Collect rollouts as with any other environment:

```bash
config_paths="responses_api_models/openai_model/configs/openai_model.yaml,\
resources_servers/example_tool_call_multireward/configs/example_tool_call_multireward.yaml"
ng_run "+config_paths=[$config_paths]"

ng_collect_rollouts +agent_name=example_tool_call_multireward_simple_agent \
    +input_jsonl_fpath=resources_servers/example_tool_call_multireward/data/example.jsonl \
    +output_jsonl_fpath=resources_servers/example_tool_call_multireward/data/example_rollouts.jsonl \
    +limit=null +num_repeats=null +num_samples_in_parallel=null
```

Because `correctness`, `schema_valid`, and `format` are top-level numeric fields, the [aggregate-metrics](/evaluation/aggregate-metrics) step reports a separate mean (pass rate) for each one alongside the summed `reward`. The metrics file then has an entry per component (illustrative):

```json
{
  "reward":       {"mean": 2.6, "min": 1.0, "max": 3.0},
  "correctness":  {"mean": 0.8, "min": 0.0, "max": 1.0},
  "schema_valid": {"mean": 1.0, "min": 1.0, "max": 1.0},
  "format":       {"mean": 0.8, "min": 0.0, "max": 1.0}
}
```

That breakdown tells you *where* the agent struggles. Above, the model always emits schema-valid calls (`schema_valid` = 1.0) and usually picks the right city (`correctness` = 0.8), but sometimes wraps the call in extra prose (`format` = 0.8) — detail a single conflated score would hide.

***

## Use Multi-Reward Verification for Multi-Objective RL (E.g. GDPO)

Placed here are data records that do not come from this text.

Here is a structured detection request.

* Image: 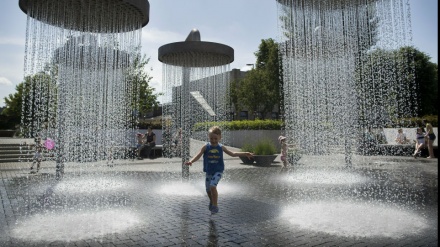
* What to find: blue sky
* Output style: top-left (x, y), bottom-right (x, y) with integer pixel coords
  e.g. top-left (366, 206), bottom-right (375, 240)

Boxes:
top-left (0, 0), bottom-right (438, 106)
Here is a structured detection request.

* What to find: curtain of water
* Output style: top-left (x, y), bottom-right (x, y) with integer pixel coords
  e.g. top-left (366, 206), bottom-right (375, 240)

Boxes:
top-left (22, 1), bottom-right (142, 170)
top-left (278, 0), bottom-right (416, 158)
top-left (162, 54), bottom-right (230, 176)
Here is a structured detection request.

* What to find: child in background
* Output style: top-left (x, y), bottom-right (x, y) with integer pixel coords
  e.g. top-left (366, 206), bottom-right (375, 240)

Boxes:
top-left (185, 126), bottom-right (253, 214)
top-left (278, 136), bottom-right (288, 167)
top-left (31, 137), bottom-right (43, 173)
top-left (136, 133), bottom-right (144, 159)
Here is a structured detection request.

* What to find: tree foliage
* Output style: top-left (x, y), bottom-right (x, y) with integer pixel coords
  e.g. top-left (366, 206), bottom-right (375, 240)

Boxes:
top-left (231, 39), bottom-right (282, 119)
top-left (128, 54), bottom-right (161, 117)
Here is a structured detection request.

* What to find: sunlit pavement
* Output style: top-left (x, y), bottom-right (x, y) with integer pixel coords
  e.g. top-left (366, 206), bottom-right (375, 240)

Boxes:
top-left (0, 143), bottom-right (438, 246)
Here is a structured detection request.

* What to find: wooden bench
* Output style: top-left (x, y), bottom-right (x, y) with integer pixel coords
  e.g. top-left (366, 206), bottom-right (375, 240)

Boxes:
top-left (379, 127), bottom-right (438, 157)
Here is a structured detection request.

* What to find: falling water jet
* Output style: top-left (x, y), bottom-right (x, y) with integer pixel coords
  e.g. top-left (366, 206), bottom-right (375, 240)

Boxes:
top-left (158, 29), bottom-right (234, 178)
top-left (277, 0), bottom-right (417, 166)
top-left (19, 0), bottom-right (149, 179)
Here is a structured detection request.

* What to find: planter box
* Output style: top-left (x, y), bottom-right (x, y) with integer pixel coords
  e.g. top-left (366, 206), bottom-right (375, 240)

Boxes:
top-left (254, 154), bottom-right (278, 166)
top-left (239, 156), bottom-right (255, 165)
top-left (0, 130), bottom-right (16, 137)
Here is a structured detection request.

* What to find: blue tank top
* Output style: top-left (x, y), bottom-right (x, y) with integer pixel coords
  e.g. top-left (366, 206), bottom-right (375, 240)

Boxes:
top-left (203, 142), bottom-right (225, 175)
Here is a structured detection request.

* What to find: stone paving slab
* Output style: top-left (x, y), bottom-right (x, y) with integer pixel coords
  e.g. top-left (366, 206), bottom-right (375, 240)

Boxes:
top-left (0, 139), bottom-right (438, 246)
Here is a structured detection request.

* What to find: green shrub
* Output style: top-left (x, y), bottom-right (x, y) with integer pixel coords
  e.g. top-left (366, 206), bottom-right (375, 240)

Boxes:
top-left (241, 143), bottom-right (255, 153)
top-left (194, 119), bottom-right (283, 131)
top-left (253, 139), bottom-right (277, 155)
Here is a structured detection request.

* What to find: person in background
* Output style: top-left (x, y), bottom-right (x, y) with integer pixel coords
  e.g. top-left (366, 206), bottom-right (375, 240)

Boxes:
top-left (144, 127), bottom-right (156, 158)
top-left (395, 129), bottom-right (408, 144)
top-left (425, 123), bottom-right (436, 159)
top-left (413, 127), bottom-right (426, 158)
top-left (278, 136), bottom-right (288, 167)
top-left (136, 133), bottom-right (144, 160)
top-left (31, 137), bottom-right (43, 173)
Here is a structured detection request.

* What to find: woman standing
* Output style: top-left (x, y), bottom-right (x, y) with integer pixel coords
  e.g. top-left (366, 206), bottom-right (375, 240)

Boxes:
top-left (145, 127), bottom-right (156, 158)
top-left (425, 123), bottom-right (436, 159)
top-left (413, 127), bottom-right (425, 158)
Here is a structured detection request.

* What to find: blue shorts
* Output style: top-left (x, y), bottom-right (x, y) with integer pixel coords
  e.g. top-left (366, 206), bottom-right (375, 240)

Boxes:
top-left (205, 172), bottom-right (223, 192)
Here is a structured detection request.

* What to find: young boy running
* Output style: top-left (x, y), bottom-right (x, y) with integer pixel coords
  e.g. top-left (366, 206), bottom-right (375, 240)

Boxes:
top-left (185, 126), bottom-right (253, 214)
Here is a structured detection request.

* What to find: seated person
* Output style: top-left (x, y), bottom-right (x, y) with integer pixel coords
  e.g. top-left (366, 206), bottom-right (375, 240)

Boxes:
top-left (395, 129), bottom-right (409, 144)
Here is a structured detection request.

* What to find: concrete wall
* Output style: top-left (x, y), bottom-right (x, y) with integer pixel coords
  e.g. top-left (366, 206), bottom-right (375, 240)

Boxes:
top-left (383, 127), bottom-right (438, 146)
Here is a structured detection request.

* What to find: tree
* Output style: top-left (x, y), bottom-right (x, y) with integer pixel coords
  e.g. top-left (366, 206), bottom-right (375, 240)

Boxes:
top-left (410, 47), bottom-right (439, 117)
top-left (128, 54), bottom-right (161, 116)
top-left (235, 39), bottom-right (282, 119)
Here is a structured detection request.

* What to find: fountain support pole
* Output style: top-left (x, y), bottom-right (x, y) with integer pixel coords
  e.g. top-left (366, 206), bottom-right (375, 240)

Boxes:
top-left (180, 68), bottom-right (191, 179)
top-left (158, 29), bottom-right (234, 179)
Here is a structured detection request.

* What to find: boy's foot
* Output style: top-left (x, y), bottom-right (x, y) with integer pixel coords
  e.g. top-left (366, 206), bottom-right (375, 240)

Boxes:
top-left (211, 205), bottom-right (218, 214)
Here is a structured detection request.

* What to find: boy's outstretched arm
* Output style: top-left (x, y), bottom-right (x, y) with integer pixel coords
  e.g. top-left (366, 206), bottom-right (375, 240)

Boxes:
top-left (222, 146), bottom-right (254, 159)
top-left (185, 145), bottom-right (206, 166)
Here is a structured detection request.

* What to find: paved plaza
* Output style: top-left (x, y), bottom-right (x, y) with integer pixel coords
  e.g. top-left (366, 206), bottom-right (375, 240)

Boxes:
top-left (0, 140), bottom-right (438, 246)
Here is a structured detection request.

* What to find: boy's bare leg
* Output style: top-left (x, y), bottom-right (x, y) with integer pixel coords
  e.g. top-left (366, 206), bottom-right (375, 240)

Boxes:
top-left (206, 191), bottom-right (212, 204)
top-left (210, 186), bottom-right (218, 206)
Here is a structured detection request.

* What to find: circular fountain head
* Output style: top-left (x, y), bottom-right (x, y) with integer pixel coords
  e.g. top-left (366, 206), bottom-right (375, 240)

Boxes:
top-left (18, 0), bottom-right (150, 33)
top-left (159, 29), bottom-right (234, 67)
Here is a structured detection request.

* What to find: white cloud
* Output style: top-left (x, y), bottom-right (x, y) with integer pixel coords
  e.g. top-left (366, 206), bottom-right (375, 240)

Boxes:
top-left (142, 27), bottom-right (186, 46)
top-left (0, 76), bottom-right (12, 86)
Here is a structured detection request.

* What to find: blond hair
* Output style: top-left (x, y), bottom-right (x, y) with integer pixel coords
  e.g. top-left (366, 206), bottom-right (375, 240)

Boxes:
top-left (426, 123), bottom-right (434, 134)
top-left (208, 126), bottom-right (222, 136)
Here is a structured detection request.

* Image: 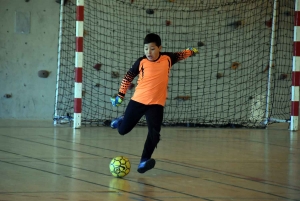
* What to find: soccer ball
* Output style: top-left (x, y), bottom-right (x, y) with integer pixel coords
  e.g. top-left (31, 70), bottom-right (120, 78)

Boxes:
top-left (109, 156), bottom-right (130, 177)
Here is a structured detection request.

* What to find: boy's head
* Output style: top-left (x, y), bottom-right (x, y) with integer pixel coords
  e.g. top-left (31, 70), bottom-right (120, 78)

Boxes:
top-left (144, 33), bottom-right (161, 47)
top-left (144, 33), bottom-right (161, 61)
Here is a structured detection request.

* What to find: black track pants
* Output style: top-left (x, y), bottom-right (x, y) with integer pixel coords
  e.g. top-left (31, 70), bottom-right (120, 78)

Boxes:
top-left (118, 100), bottom-right (164, 160)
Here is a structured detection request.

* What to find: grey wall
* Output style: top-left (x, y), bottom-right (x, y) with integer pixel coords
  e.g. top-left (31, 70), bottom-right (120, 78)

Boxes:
top-left (0, 0), bottom-right (60, 119)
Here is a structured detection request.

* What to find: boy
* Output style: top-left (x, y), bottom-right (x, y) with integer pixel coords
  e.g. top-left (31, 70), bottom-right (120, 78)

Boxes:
top-left (111, 33), bottom-right (198, 173)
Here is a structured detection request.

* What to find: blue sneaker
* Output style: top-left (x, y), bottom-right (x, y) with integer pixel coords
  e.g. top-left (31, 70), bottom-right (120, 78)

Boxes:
top-left (110, 115), bottom-right (124, 129)
top-left (137, 158), bottom-right (155, 173)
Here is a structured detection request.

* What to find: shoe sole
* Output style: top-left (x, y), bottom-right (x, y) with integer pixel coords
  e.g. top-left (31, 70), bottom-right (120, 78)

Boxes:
top-left (138, 158), bottom-right (155, 173)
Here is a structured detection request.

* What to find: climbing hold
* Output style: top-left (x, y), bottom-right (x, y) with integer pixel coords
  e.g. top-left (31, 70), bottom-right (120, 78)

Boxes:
top-left (217, 73), bottom-right (224, 79)
top-left (3, 94), bottom-right (12, 98)
top-left (174, 96), bottom-right (191, 101)
top-left (265, 18), bottom-right (273, 28)
top-left (111, 71), bottom-right (119, 78)
top-left (38, 70), bottom-right (50, 78)
top-left (198, 41), bottom-right (204, 47)
top-left (146, 9), bottom-right (154, 15)
top-left (231, 62), bottom-right (240, 70)
top-left (279, 73), bottom-right (287, 80)
top-left (93, 63), bottom-right (101, 71)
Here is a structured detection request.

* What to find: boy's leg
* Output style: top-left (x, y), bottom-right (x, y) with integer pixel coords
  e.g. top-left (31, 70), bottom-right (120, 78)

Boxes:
top-left (138, 105), bottom-right (164, 173)
top-left (118, 100), bottom-right (146, 135)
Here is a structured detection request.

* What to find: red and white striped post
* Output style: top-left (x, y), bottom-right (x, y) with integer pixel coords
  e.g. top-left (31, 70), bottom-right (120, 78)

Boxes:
top-left (74, 0), bottom-right (84, 128)
top-left (290, 0), bottom-right (300, 131)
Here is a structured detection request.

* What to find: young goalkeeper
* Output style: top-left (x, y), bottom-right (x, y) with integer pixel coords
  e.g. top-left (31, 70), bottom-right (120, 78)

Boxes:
top-left (111, 33), bottom-right (198, 173)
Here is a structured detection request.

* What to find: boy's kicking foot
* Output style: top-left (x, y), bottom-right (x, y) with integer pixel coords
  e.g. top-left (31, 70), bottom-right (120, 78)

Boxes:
top-left (137, 158), bottom-right (155, 173)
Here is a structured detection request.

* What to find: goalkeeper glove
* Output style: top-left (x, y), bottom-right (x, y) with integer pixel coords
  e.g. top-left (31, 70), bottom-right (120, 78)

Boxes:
top-left (110, 96), bottom-right (123, 107)
top-left (187, 47), bottom-right (199, 56)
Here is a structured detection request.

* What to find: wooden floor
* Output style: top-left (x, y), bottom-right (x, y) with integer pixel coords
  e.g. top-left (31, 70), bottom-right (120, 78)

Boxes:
top-left (0, 120), bottom-right (300, 201)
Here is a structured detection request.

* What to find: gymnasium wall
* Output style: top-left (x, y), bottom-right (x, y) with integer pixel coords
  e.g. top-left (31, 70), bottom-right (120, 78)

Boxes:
top-left (0, 0), bottom-right (60, 119)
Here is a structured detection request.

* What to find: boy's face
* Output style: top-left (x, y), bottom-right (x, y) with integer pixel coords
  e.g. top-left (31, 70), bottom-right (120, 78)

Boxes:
top-left (144, 43), bottom-right (161, 61)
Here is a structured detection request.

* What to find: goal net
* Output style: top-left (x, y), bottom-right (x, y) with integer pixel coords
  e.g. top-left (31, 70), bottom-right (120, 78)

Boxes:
top-left (54, 0), bottom-right (294, 128)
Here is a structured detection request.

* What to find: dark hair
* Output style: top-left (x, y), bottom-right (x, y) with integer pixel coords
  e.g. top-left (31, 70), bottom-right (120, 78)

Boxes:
top-left (144, 33), bottom-right (161, 47)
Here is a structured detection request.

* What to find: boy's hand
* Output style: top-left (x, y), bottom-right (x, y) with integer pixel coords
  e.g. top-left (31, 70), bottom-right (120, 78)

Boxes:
top-left (110, 96), bottom-right (123, 107)
top-left (187, 47), bottom-right (199, 56)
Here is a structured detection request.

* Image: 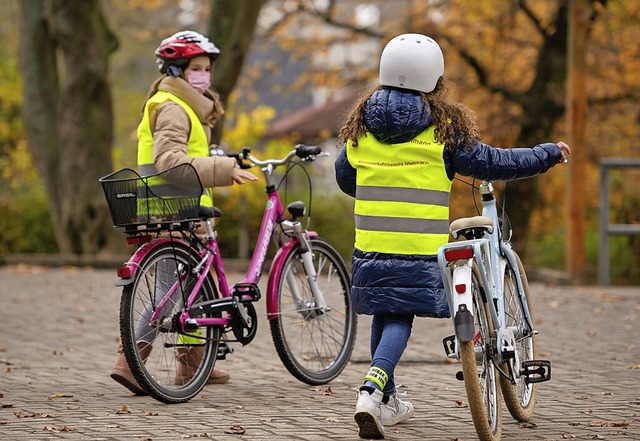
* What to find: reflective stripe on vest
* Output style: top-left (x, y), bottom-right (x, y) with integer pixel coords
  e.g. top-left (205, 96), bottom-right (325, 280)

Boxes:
top-left (347, 127), bottom-right (452, 255)
top-left (138, 91), bottom-right (213, 207)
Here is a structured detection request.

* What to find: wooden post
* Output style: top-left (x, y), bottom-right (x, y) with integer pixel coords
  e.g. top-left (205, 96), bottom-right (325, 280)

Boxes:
top-left (567, 0), bottom-right (590, 284)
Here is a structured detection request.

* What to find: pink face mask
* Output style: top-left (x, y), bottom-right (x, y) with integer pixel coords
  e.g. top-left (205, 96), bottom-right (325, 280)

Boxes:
top-left (187, 70), bottom-right (211, 93)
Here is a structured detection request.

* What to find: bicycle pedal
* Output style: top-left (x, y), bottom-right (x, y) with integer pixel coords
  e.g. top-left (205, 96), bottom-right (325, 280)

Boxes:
top-left (442, 335), bottom-right (456, 358)
top-left (520, 360), bottom-right (551, 384)
top-left (233, 283), bottom-right (261, 302)
top-left (216, 340), bottom-right (233, 360)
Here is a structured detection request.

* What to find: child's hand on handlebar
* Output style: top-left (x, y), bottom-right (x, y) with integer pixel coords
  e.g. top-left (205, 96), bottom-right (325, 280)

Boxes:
top-left (556, 141), bottom-right (571, 163)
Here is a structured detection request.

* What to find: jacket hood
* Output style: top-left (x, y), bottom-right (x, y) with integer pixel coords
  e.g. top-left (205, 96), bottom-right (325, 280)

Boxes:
top-left (364, 88), bottom-right (431, 144)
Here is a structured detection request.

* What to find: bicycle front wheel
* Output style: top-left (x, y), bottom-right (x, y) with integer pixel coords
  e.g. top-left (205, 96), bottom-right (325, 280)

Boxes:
top-left (120, 242), bottom-right (220, 404)
top-left (269, 238), bottom-right (357, 385)
top-left (460, 272), bottom-right (502, 441)
top-left (500, 254), bottom-right (538, 421)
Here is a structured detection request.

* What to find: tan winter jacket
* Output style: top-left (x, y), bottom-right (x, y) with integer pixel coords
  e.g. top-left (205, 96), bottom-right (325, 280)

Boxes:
top-left (150, 76), bottom-right (236, 188)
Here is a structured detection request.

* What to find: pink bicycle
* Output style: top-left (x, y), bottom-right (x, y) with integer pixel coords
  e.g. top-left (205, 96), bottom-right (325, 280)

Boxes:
top-left (100, 145), bottom-right (356, 403)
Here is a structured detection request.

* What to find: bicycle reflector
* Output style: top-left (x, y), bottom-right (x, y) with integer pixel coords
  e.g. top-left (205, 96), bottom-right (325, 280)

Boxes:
top-left (444, 247), bottom-right (473, 262)
top-left (116, 266), bottom-right (133, 279)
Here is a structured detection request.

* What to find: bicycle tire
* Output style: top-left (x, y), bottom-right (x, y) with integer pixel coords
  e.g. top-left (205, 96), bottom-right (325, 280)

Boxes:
top-left (500, 254), bottom-right (538, 422)
top-left (269, 238), bottom-right (357, 385)
top-left (460, 273), bottom-right (502, 441)
top-left (120, 242), bottom-right (220, 404)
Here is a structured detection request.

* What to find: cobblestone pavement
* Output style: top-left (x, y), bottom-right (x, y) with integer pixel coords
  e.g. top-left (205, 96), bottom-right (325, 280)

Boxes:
top-left (0, 265), bottom-right (640, 441)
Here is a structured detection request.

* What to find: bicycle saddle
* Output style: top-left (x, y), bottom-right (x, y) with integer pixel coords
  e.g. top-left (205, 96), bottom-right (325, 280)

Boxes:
top-left (449, 216), bottom-right (493, 239)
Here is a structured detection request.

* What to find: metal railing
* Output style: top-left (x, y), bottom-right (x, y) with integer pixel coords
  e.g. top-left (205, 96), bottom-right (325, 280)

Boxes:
top-left (598, 158), bottom-right (640, 285)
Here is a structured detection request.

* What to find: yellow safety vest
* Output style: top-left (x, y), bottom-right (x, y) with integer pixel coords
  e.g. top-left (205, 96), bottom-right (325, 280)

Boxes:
top-left (347, 126), bottom-right (452, 255)
top-left (138, 91), bottom-right (213, 207)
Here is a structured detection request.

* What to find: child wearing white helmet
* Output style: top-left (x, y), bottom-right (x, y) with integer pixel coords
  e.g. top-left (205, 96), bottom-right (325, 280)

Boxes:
top-left (335, 34), bottom-right (571, 438)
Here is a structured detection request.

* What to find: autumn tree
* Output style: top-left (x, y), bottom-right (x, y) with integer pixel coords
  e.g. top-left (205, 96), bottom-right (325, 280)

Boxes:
top-left (19, 0), bottom-right (118, 254)
top-left (19, 0), bottom-right (262, 255)
top-left (252, 0), bottom-right (640, 256)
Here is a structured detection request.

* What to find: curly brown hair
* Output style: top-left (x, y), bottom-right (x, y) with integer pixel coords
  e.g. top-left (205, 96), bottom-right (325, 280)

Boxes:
top-left (338, 78), bottom-right (480, 149)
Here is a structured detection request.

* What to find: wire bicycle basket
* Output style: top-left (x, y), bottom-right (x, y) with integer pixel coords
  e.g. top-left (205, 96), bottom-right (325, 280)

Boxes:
top-left (99, 164), bottom-right (204, 228)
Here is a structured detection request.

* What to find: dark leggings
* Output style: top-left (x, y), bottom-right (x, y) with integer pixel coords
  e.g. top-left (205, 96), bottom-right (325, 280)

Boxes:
top-left (371, 314), bottom-right (414, 396)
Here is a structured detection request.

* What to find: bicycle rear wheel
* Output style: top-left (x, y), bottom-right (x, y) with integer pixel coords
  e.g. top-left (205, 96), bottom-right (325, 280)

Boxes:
top-left (500, 254), bottom-right (538, 421)
top-left (460, 273), bottom-right (502, 441)
top-left (120, 243), bottom-right (220, 404)
top-left (269, 238), bottom-right (357, 385)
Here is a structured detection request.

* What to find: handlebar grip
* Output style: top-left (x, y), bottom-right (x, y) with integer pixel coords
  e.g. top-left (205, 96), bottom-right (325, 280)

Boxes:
top-left (296, 144), bottom-right (322, 159)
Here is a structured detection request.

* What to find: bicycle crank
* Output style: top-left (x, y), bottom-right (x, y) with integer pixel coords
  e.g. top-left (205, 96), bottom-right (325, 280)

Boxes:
top-left (231, 302), bottom-right (258, 346)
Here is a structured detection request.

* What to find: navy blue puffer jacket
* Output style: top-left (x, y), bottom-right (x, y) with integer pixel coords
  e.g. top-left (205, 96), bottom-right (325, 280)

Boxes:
top-left (335, 89), bottom-right (562, 317)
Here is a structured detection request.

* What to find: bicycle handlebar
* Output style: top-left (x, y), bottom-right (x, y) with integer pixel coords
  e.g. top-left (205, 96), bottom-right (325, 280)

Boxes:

The same verifier feeds multi-objective training: a GDPO-style algorithm reads the per-objective scores from `reward_components` and normalizes each component independently, rather than collapsing them into one number. A GRPO baseline instead reads the summed `reward` and therefore cannot distinguish two rollouts with the same total but different composition (e.g. correct-but-malformed vs. wrong-but-clean) — the advantage collapse that GDPO is designed to fix.

How `reward_components` reaches the trainer depends on the training framework's NeMo Gym integration; see [Integrate RL Frameworks](/contribute/rl-framework-integration) for current support.